Entt: More on Save/Restore

Created on 18 Apr 2018 · 16Comments · Source: skypjack/entt

This is an interesting comment about save/restore functionalities.
I'm opening a new issue because I plan to offer something more and want to discuss everything with anyone interested.

Here are parts of the comment above linked:

Is there a possibility to limit it to a subrange of entities? maybe a query like the ones in a system? In my example, i might want to replicate the Position component, but only on the entities that have a NetSerialize component. A interesting thing would be to have the snapshot to only be done on an array of entity IDs. I could do a view to see all the entities that have NetSerialize, and then only run the snapshot on those.

Alternatively, i could just do more "manual" serialization by having a Serialize system that reads NetSerialize and then adds every component it can (using has()) into a binary array or similar.

There is also quite a lot of wasted space just by all the times that entity id is serialize, wich is N + N*NComponents. Do you think a way to flip the serialization around so it ends up like "Entity1-C1-C2-C3""Entity2-C1-C4" would be possible? While this would definitely be more complicated, it would provide a huge boost to space.
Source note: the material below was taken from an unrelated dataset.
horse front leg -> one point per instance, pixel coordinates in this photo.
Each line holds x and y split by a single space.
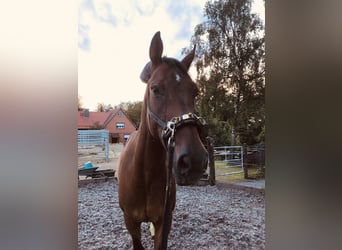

I will answer the questions and I will make some proposals tomorrow morning (forgive me, it is almost midnight here).
In the meantime, feel free to comment if you want.

@dbacchet (the original question was yours) @vblanco20-1 (thanks for contributing to the discussion)

discussion enhancement

Source

skypjack

👍1

Most helpful comment

Of course @skypjack . Count me to test it.

vblanco20-1 on 23 Apr 2018

🎉1 👍1

All 16 comments

@vblanco20-1

Is there a possibility to limit it to a subrange of entities? maybe a query like the ones in a system? In my example, i might want to replicate the Position component, but only on the entities that have a NetSerialize component. A interesting thing would be to have the snapshot to only be done on an array of entity IDs. I could do a view to see all the entities that have NetSerialize, and then only run the snapshot on those.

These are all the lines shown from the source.